16 de abril 2008
Se había calzado la mochila con el primer rayo de sol. Había tardado cerca de siete horas en escalar la cara norte, la más escarpada. Con los crampones todavía calzados observaba el vacío, las nubes sobre su cabeza y una inmensidad de montaña. Estaba seguro que lo iba a conseguir, lo había estado preparando desde más de dos años.

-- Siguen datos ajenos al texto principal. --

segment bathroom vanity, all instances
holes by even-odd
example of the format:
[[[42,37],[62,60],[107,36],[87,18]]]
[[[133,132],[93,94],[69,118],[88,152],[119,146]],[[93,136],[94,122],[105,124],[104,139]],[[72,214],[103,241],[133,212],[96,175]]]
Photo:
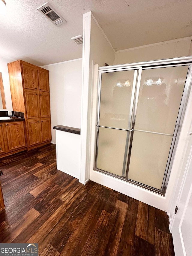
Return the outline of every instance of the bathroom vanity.
[[[0,158],[26,149],[24,119],[6,118],[0,120]]]

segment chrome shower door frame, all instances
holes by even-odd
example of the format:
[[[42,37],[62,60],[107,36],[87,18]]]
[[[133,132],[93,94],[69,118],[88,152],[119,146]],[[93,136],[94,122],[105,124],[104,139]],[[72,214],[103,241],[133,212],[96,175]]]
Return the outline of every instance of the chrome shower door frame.
[[[180,107],[176,122],[176,124],[169,155],[168,160],[162,182],[162,186],[161,189],[158,189],[149,186],[145,185],[139,182],[129,179],[128,178],[129,167],[130,158],[132,142],[134,134],[134,129],[135,120],[136,115],[137,107],[139,98],[139,90],[140,86],[140,80],[142,70],[142,69],[183,65],[188,65],[189,66],[189,68],[187,76],[183,95],[182,98]],[[98,131],[99,127],[100,127],[99,124],[99,122],[100,112],[101,74],[103,73],[115,72],[115,71],[123,71],[124,70],[133,70],[134,69],[138,71],[138,74],[137,77],[136,82],[136,81],[135,81],[136,84],[136,88],[135,88],[136,90],[136,92],[135,94],[134,98],[133,99],[134,101],[134,106],[133,105],[134,109],[132,109],[132,115],[131,117],[132,126],[131,127],[130,127],[130,129],[125,130],[128,131],[128,132],[130,132],[129,133],[129,134],[130,134],[130,132],[131,134],[130,137],[130,138],[129,137],[128,140],[127,140],[127,141],[128,141],[128,143],[126,143],[126,145],[127,145],[128,146],[127,149],[128,150],[128,149],[129,149],[129,153],[127,161],[127,165],[126,172],[126,176],[125,177],[121,177],[116,174],[111,173],[110,173],[97,168]],[[181,128],[184,117],[190,89],[191,87],[191,84],[192,83],[192,56],[182,58],[175,58],[167,59],[153,61],[145,62],[138,63],[108,66],[107,67],[101,67],[99,68],[99,79],[98,80],[98,114],[97,125],[97,133],[96,142],[96,148],[95,154],[95,166],[94,170],[95,170],[98,171],[110,176],[113,176],[118,179],[123,180],[130,183],[136,185],[140,187],[147,189],[156,193],[164,196],[165,194],[166,188],[167,186],[169,179],[172,165],[174,158],[174,157],[175,153],[176,146],[178,143],[179,135],[181,131]],[[108,128],[112,128],[108,127]],[[122,129],[119,129],[122,130]],[[126,150],[125,153],[126,153]]]

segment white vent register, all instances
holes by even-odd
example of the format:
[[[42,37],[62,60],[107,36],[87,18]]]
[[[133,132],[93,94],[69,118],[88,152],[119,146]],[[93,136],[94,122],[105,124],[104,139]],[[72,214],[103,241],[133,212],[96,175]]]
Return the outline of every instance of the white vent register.
[[[83,43],[83,36],[82,35],[75,36],[71,38],[77,44],[82,44]]]
[[[38,10],[56,26],[60,26],[67,22],[48,2],[38,8]]]

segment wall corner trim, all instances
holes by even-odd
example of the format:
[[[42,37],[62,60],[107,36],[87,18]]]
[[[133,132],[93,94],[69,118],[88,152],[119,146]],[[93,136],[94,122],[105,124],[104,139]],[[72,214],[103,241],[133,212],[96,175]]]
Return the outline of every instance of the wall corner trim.
[[[145,48],[147,47],[151,47],[152,46],[156,46],[157,45],[160,45],[162,44],[169,44],[170,43],[177,43],[181,41],[184,41],[186,40],[191,40],[192,36],[188,37],[184,37],[182,38],[178,38],[177,39],[174,39],[173,40],[170,40],[168,41],[165,41],[164,42],[161,42],[160,43],[155,43],[154,44],[147,44],[146,45],[141,45],[140,46],[137,46],[136,47],[133,47],[132,48],[128,48],[127,49],[124,49],[123,50],[119,50],[118,51],[115,51],[115,53],[122,53],[123,52],[127,52],[128,51],[132,51],[133,50],[136,50],[138,49],[140,49],[142,48]]]
[[[99,24],[99,23],[98,23],[98,22],[97,20],[96,20],[96,19],[95,18],[95,17],[94,16],[94,15],[93,15],[93,14],[91,12],[91,17],[93,18],[93,20],[94,20],[95,22],[95,23],[96,23],[96,24],[97,25],[97,26],[98,26],[98,28],[99,29],[100,29],[100,30],[101,31],[101,33],[102,33],[103,35],[104,35],[104,37],[105,38],[105,39],[107,41],[107,43],[109,44],[110,45],[110,46],[111,47],[112,50],[113,50],[113,52],[114,53],[115,53],[115,49],[113,48],[113,47],[112,46],[112,45],[111,44],[111,43],[110,43],[110,41],[108,39],[106,35],[105,35],[105,34],[104,33],[104,32],[103,30],[103,29],[102,29],[101,28],[101,27],[100,26]]]
[[[62,61],[62,62],[58,62],[57,63],[53,63],[52,64],[48,64],[47,65],[44,65],[44,66],[41,66],[40,68],[44,68],[45,67],[49,67],[50,66],[54,66],[55,65],[58,65],[59,64],[63,64],[64,63],[67,63],[68,62],[71,62],[72,61],[76,61],[78,60],[81,60],[82,58],[71,59],[70,60],[66,60],[65,61]]]

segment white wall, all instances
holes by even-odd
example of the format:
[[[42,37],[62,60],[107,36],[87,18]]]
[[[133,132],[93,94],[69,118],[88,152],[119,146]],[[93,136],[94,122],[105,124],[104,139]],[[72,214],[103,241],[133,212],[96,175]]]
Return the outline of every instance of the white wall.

Y ahí estaba. la verdad es que no era consciente de lo que significaba estar allí, a 4.478 metros sobre el mar. El silencio. La nada. O el todo. Tal vez el frío, la altura y la falta de oxígeno le impedían poder pensar algo más. Tomaba un pequeño bocado de nieve, un sorbo de agua que no quitaba la sed y perdía la vista en el infinito. Todo un laberinto de caminos, rapel y trozos de escalada eran ya el pasado, aunque hubieran sido presente hacía pocas horas. Ahora estaba allí, en lo más alto. Se sentía grande y muy pequeño a la vez. Los segundos transcurrían lentos en su mente como si también, como sus manos, se hubieran congelado. Rápido se olvidó que tan sólo una hora antes, estuvo a punto de perderlo todo, por un mal pie, unas piedras desprendidas, y una caída evitada en una reacción rápida.
Las nubes se desparramaban a su alrededor y no podía quedarse mucho rato allí sentado. Se hubiese quedado toda la vida. Comenzaba la bajada y quería probar una nueva ruta. Estaría de nuevo en el refugio al desaparecer el último rayo de sol.